Made in Santa Barbara, the robot toils in the depot’s
Cold Spray Systems room, stripping corrosion off of expensive fighter-jet
components before jetting a “moon dust” of metal particles into the dents and
fissures.
“This looks very attractive,” said William Taylor, the
Marine Corps’ assistant deputy commandant for aviation, as he eyed the robot
recently. “There’s the ability to save money, to avoid cost, to allow us to get
stock back into shelves and to avoid scrapping parts and salvaging them through
repair.”
Nearby, depot engineer Conrad Macy held up a pitted and
scoured aluminum mounted accessory drive housing hydraulic pads for the F-18
E/F Super Hornet strike fighter. The gizmo retails for about $160,000 when it’s
new, but the robot fixed it in minutes for pennies.

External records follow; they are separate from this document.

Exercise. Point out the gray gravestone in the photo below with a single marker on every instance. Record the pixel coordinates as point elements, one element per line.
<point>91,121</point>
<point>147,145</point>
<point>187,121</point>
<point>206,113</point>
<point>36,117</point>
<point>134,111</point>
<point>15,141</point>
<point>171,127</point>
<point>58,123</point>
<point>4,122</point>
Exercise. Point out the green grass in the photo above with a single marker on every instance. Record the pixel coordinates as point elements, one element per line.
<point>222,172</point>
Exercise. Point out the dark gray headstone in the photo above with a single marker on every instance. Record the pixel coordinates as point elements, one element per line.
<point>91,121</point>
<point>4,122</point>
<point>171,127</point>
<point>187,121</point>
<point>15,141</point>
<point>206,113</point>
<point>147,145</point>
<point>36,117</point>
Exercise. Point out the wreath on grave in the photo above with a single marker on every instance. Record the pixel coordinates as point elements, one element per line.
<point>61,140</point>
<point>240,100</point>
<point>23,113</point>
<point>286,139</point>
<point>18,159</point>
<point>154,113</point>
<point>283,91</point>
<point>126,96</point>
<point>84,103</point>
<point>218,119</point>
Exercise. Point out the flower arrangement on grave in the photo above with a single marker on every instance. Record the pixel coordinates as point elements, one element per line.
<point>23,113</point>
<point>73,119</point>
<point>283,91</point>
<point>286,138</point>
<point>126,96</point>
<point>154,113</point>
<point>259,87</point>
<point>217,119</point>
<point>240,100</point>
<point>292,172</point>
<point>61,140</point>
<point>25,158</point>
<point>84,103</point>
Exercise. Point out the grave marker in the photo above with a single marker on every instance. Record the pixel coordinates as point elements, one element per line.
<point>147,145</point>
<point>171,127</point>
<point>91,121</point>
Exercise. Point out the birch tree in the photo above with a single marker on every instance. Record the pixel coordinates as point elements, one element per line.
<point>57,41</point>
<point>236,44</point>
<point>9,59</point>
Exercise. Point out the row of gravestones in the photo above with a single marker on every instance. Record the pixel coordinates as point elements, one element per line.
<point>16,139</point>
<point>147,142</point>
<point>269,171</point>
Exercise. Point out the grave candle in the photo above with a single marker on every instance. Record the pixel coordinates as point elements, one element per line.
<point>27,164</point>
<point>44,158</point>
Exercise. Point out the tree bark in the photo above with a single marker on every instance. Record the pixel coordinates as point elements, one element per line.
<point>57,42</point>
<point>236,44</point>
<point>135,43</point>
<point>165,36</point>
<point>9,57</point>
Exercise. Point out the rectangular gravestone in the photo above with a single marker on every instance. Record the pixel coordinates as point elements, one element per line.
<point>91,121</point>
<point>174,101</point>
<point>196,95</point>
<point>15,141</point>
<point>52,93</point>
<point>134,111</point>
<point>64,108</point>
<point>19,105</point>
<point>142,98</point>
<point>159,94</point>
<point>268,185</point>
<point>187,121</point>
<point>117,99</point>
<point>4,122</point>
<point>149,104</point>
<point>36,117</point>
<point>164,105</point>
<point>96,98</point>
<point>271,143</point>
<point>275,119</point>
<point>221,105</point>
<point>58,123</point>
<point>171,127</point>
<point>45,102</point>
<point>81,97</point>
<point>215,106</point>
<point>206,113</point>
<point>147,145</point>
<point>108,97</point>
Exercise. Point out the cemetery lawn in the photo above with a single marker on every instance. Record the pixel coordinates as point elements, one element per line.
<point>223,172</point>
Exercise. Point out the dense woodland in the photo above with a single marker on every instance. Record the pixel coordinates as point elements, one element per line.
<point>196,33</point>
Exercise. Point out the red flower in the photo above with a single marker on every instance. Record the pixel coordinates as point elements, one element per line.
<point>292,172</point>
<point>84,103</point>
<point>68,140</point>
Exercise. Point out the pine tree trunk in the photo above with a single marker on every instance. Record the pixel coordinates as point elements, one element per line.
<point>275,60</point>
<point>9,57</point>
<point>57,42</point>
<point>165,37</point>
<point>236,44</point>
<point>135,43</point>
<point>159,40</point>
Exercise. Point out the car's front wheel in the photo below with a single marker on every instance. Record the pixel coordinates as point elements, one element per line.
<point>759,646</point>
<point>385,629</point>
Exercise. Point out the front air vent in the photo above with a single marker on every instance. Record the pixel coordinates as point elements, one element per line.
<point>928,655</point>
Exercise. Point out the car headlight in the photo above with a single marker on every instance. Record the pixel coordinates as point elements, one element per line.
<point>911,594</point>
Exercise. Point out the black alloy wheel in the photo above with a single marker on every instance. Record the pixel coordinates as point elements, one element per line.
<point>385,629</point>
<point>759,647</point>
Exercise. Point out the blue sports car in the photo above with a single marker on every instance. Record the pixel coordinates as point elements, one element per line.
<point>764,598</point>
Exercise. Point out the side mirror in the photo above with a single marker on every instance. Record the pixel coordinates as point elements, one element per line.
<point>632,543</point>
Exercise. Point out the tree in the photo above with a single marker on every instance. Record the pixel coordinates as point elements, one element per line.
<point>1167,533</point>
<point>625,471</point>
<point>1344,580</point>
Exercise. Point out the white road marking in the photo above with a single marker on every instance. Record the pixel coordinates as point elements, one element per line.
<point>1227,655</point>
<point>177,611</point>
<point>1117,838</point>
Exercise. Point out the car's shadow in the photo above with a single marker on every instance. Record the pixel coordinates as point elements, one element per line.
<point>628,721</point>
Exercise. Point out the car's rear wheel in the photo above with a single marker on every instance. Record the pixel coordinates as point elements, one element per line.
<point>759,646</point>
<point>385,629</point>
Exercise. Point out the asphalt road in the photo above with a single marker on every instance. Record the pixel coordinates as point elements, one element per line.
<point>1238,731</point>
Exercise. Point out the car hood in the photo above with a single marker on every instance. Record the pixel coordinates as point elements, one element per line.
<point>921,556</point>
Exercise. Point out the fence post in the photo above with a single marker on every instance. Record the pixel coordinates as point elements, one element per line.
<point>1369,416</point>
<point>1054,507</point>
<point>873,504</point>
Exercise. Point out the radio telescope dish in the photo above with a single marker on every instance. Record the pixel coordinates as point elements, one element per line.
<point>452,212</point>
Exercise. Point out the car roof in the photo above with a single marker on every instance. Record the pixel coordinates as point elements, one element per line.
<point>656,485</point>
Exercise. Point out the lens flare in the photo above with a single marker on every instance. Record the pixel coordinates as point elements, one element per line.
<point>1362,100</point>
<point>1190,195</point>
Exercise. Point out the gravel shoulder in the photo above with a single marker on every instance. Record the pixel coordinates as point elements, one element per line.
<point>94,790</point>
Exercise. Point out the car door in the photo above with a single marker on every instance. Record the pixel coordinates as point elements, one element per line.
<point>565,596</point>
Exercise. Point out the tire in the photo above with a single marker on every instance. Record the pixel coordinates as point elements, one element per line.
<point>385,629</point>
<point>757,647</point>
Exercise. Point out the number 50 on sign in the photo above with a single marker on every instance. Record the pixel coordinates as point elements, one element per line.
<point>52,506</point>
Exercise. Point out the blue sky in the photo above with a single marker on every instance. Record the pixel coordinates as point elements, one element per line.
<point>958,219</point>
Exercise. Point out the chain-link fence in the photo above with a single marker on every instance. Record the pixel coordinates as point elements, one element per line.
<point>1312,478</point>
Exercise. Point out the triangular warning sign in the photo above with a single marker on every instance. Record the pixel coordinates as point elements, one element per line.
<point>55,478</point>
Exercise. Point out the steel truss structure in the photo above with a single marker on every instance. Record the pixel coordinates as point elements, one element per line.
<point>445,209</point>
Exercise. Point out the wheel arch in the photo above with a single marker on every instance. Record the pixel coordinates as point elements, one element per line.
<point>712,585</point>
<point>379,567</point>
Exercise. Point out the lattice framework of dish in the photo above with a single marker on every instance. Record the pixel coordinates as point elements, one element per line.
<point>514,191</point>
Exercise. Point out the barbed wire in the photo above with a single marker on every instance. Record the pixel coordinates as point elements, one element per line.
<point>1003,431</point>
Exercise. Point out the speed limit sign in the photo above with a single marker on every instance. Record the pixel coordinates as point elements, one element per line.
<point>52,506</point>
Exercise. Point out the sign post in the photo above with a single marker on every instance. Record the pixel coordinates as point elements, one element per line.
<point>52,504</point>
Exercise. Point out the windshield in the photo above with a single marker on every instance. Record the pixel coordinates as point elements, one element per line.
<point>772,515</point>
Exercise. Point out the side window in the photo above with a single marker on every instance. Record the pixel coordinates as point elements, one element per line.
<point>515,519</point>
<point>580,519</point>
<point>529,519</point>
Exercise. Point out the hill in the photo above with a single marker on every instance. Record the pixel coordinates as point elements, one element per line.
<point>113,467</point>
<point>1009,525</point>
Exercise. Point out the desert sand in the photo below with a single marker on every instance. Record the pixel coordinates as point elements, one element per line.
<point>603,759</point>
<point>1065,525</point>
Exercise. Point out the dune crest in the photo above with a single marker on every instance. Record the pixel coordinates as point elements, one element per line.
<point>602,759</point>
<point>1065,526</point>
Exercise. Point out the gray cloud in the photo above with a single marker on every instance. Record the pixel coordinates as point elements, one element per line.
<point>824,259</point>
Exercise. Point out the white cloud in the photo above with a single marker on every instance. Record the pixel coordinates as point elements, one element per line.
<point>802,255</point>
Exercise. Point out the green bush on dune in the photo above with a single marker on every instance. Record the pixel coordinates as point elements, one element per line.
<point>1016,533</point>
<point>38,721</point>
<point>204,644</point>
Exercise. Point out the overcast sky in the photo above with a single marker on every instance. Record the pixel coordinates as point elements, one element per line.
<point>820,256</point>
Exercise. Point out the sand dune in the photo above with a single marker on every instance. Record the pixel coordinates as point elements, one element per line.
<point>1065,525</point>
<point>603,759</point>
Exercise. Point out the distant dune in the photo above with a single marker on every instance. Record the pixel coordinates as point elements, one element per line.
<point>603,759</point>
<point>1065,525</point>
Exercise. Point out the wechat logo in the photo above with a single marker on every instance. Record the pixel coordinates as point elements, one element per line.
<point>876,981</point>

“Before this technology, you’d just throw the housing
away,” Macy said.
In the past, even when workers found parts they thought
they could salvage, the needed fixes were labor-intensive and failed between 20
percent to 40 percent of the time, said depot chemical engineer Matthew
Minnick.
He pointed to one complicated gadget a worker once had to
spend two days masking with special tape before it underwent a flame spray
treatment that took hours to cool before anyone could touch it. After Inovati began fixing such parts, human
employees could pop them out with their bare hands.
“And the rejection (failure) rate for parts is zero — 150
parts with no rejections,” Minnick said.